People who want children to thrive should keep track of our team’s amazing work by subscribing to our newsletter and Twitter feed, and by getting behind these five tax reforms:
- While teachers, nurses and construction workers have taxes deducted every pay period, most billionaire wealth is in the form of unrealized capital gains (think big stock portfolios that grow every year), which are not taxed. Even when those assets are sold and the gains are “realized,” that income from wealth is taxed at a lower rate than taxes on income from work. We should tax the very wealthiest – those who’ve gained the most from our system – by implementing the Billionaire Minimum Income Tax, equalizing the rates on capital gains taxes with rates on earned income, and expanding state capital gains taxes.
- Stop letting corporations avoid taxes by shifting profits to tax havens. Instead, pass an international corporate minimum tax and improve corporate taxes at the state level.
- Fix upside-down state policies that force regular families to spend more of their income on taxes than the wealthiest do by having graduated state income taxes and using the money to pay for community needs.
- Use the tax code itself to provide targeted refundable tax credits that help families and slash poverty. Do it by expanding the federal Child Tax Credit or the federal Earned Income Tax Credit or by growing these credits at the state level, as many states are doing.
- Finally and most importantly, once we’ve raised this revenue in smart, fair ways, use it to support kids. Provide affordable or free child care and preschool as most European countries do. Allow paid parental leave as nearly every other country does. Make it easier for working class kids of all races to afford college.
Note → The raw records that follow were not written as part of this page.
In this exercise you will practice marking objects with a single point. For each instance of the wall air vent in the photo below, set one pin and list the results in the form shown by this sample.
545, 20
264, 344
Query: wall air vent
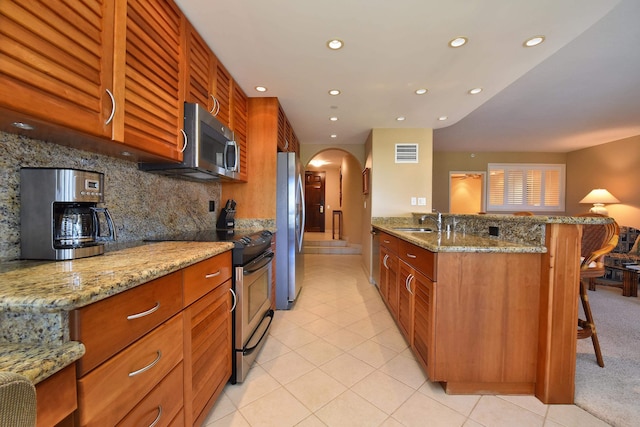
406, 153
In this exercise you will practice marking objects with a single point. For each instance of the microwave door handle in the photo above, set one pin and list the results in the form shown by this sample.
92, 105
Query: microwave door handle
235, 156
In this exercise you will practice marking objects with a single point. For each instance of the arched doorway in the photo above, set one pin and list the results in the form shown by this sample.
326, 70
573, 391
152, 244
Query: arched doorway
342, 174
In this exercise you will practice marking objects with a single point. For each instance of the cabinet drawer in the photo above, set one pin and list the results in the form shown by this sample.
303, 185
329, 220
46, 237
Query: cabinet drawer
161, 405
108, 393
419, 258
108, 326
388, 241
204, 276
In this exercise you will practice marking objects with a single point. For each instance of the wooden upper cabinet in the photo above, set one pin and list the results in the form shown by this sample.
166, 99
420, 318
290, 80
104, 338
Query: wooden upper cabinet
223, 94
287, 140
56, 61
208, 81
148, 78
200, 70
240, 126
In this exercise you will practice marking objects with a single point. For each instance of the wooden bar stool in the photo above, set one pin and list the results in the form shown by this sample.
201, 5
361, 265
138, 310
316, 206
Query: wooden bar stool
597, 241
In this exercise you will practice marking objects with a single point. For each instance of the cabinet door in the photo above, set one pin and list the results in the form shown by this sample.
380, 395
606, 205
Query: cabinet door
113, 389
153, 93
200, 71
222, 93
424, 323
210, 352
57, 60
239, 124
406, 286
392, 283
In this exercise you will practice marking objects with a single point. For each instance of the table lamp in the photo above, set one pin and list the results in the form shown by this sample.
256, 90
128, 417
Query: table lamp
599, 197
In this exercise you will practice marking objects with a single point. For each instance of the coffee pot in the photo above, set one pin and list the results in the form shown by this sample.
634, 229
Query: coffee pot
78, 225
59, 214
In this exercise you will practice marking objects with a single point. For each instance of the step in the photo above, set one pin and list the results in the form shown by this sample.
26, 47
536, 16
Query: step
328, 243
333, 250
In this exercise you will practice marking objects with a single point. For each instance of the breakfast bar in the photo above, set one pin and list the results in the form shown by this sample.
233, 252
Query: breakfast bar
501, 300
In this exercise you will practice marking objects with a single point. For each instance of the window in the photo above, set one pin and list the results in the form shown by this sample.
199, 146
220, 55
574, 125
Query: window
531, 187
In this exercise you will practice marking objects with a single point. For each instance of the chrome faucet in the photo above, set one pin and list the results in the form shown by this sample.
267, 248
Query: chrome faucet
437, 220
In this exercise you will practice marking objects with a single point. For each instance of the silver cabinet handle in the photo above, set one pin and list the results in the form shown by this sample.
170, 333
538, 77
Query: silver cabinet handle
157, 420
408, 283
149, 366
186, 140
145, 313
211, 275
213, 108
235, 300
113, 107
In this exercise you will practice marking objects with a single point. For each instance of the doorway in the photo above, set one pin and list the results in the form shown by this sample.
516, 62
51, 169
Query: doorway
467, 192
314, 190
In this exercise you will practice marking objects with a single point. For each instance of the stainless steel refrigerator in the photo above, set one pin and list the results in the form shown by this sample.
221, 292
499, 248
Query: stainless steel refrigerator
290, 230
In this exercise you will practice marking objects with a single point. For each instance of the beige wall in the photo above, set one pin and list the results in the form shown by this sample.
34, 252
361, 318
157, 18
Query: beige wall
445, 161
394, 184
614, 166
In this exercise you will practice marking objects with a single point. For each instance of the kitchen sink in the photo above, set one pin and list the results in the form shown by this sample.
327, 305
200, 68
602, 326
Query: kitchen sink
414, 229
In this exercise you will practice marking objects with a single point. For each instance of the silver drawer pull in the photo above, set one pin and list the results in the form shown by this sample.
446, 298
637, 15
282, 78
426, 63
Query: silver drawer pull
145, 313
157, 420
149, 366
209, 276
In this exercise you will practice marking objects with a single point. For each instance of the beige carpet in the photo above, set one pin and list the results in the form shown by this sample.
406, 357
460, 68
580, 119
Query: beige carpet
611, 393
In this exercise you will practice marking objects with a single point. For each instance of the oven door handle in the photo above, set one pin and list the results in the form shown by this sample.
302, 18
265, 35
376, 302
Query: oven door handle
248, 350
258, 263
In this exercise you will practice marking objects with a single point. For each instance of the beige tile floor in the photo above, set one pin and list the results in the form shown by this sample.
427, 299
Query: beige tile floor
338, 359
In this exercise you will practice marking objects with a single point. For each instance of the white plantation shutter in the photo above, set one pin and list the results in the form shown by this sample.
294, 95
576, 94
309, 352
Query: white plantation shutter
531, 187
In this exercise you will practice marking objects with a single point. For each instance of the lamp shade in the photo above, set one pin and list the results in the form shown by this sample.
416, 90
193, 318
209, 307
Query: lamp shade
599, 195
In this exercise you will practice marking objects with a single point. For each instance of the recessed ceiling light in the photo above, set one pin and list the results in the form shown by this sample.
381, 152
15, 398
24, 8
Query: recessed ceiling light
23, 125
335, 44
458, 41
533, 41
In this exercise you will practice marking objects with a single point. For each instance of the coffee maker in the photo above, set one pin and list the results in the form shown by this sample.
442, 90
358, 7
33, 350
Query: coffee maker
59, 216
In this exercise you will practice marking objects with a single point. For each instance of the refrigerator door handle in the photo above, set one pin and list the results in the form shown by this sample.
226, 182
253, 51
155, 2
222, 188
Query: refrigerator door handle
302, 204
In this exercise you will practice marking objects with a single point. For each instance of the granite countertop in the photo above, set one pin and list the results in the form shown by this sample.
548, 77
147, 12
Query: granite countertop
459, 242
37, 295
54, 286
470, 232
And fund the schools, parks and libraries that enrich kids’ lives and help them dream big.
In this country of abundance, we have more than enough to go around: for all the toddlers in Detroit to be in nurturing child care while their parents go to work, for every sixth grader in New Mexico to be in a school they find inspiring, and for every teenager in Jackson or New Orleans to know that affordable college is within reach. We can make sure that from coast to coast and everywhere in between, pregnant women get prenatal care so their babies are born healthy and all children are raised in families where necessities are guaranteed.
Tax policy is crucial to creating an economy that works for the next generation of Americans.